Max stooped to begin plucking the bits one by one from the rug, and I went to fetch the vacuum cleaner. “This is not what I would call being a good guest,”

he was telling the cat when I got back. I plugged in the vacuum cleaner and turned it on, and she grew more alert but she didn’t run away. “I guess she felt we’d left her alone too long,”

Max told me.

“Evidently,”

I said. The vacuum cleaner was an upright, but I was able to heave it onto the couch to tackle the cushions. When I moved on to the chairs, the cat rose from hers in a leisurely fashion and dropped to the floor and left, tail high in the air.

“Was that really just one single roll?”

Max asked. He had picked up the cardboard tube from the floor and was studying it. “How did she make such a mess?”

“I imagine it was quite a project,”

I told him.

Max went off to the kitchen to dispose of the tube, and I unplugged the vacuum cleaner and returned it to the coat closet.

When I came out to the kitchen, Max was standing in front of the fridge and surveying the contents. “Thinking of getting myself a beer,”

he told me. “How about you?”

“No, thanks.”

I paused a moment.

“I was wondering if Debbie might call,”

I said finally.

“She won’t call.”

“Just to rehash the rehearsal, I mean.”

“Not going to happen,” he said.

He chose a can of Old Dundalk and closed the fridge door. You would think the man lived here.

“Well,”

I told him. “Maybe I’ll head off to bed.”

“What—now? It’s barely nine o’clock!”

“It’s been a long day. Feel free to stay up yourself, though.”

“Oh. Okay. So, good night, I guess.”

As I left the room, he was settling into the chair that reclined. He tipped it back as far as it would go and said, “Aah, me.”

It was half a yawn and half a sigh.

I climbed the stairs and went into my room, where I switched a lamp on, closed the door—but then just plunked myself down on the edge of my bed and stared into space.

Max was right: she wasn’t going to call. Why should she call? She had her own separate life now. She always had.

Eventually, I rose and got ready for bed. Then I slipped between the sheets and turned off the lamp. A pale, glowing arc swung across my ceiling from a passing car, and I heard faint music in the distance.
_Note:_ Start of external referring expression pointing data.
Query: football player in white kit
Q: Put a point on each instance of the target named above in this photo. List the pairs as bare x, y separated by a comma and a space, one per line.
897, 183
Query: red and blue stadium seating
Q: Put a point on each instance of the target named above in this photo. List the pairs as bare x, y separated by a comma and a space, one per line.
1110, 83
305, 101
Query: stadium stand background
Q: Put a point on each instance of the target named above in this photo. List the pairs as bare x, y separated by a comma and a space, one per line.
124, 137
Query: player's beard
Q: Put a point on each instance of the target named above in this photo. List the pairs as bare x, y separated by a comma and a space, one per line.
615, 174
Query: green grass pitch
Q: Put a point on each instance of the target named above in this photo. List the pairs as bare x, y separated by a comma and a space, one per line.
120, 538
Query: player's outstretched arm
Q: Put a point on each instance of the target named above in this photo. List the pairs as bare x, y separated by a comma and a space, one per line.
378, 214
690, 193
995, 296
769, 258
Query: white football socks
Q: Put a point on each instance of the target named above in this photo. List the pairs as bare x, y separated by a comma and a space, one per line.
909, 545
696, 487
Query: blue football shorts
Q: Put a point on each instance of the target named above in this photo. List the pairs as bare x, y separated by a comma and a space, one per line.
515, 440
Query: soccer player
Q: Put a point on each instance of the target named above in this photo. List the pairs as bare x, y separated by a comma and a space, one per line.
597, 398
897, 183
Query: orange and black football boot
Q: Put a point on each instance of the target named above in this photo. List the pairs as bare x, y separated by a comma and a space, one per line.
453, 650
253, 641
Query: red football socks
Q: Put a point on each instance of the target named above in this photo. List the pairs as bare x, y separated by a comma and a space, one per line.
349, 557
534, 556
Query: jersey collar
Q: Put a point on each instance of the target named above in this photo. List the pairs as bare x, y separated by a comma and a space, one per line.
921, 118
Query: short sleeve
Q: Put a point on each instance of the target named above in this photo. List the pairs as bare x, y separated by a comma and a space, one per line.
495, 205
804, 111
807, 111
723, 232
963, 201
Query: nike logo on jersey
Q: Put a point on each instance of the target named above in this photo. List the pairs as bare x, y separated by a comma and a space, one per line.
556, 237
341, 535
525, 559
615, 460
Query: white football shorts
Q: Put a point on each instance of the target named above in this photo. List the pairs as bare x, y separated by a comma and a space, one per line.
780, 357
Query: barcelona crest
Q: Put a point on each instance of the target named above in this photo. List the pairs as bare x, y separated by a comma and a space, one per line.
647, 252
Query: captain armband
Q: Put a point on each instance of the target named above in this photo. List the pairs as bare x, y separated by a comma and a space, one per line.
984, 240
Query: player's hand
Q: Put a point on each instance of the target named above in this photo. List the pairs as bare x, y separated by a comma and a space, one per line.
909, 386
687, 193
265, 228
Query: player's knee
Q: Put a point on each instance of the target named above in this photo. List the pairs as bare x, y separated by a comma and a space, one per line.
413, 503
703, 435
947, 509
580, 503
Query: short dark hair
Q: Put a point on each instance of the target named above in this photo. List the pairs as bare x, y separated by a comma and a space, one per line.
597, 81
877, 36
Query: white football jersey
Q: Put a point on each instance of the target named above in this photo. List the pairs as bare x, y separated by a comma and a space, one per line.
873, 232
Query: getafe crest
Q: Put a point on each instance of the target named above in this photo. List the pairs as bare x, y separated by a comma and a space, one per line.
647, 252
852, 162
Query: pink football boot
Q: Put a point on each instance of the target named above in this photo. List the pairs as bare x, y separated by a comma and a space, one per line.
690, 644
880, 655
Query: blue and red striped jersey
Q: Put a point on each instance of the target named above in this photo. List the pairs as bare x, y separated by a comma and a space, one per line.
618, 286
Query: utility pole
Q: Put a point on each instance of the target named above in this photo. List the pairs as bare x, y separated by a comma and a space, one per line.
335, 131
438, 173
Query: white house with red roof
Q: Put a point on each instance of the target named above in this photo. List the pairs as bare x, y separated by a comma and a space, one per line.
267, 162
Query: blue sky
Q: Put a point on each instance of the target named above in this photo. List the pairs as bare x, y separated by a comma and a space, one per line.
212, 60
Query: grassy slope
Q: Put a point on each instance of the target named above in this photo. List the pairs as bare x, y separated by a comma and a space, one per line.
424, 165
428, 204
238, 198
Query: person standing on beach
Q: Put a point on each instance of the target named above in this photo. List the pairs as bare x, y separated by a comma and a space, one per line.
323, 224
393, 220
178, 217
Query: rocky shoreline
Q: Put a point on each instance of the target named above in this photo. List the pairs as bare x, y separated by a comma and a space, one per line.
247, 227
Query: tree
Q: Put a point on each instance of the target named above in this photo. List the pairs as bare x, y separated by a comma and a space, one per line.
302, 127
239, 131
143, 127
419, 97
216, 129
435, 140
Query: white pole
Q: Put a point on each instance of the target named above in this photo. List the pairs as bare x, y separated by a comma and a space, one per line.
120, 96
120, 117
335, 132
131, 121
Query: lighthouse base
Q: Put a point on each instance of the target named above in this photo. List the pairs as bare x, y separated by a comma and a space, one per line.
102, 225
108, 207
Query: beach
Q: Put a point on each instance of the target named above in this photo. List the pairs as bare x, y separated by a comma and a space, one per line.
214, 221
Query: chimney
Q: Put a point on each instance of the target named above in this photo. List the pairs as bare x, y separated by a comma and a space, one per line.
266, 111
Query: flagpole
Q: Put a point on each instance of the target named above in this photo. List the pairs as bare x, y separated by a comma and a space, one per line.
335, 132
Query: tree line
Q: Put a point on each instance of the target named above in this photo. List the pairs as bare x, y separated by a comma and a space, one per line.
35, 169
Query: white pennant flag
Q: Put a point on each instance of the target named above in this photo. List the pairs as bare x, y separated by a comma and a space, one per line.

After a moment I threw my blanket aside so I was lying under just a sheet. I sat up again to puff my pillow and I lay back down.

A few minutes later my door made an unlatching sound, and the vertical line of light at its edge grew wider and the cat padded in. Her footsteps were clearly audible; that was how heavy she was. I felt her dent my mattress as she sprang onto it.

But here’s what was weird: for one split second there, I’d thought it was Max at the door. I had felt this stab of outrage: Was there no escaping the man?

Anger feels so much better than sadness. Cleaner, somehow, and more definite. But then when the anger fades, the sadness comes right back again the same as ever.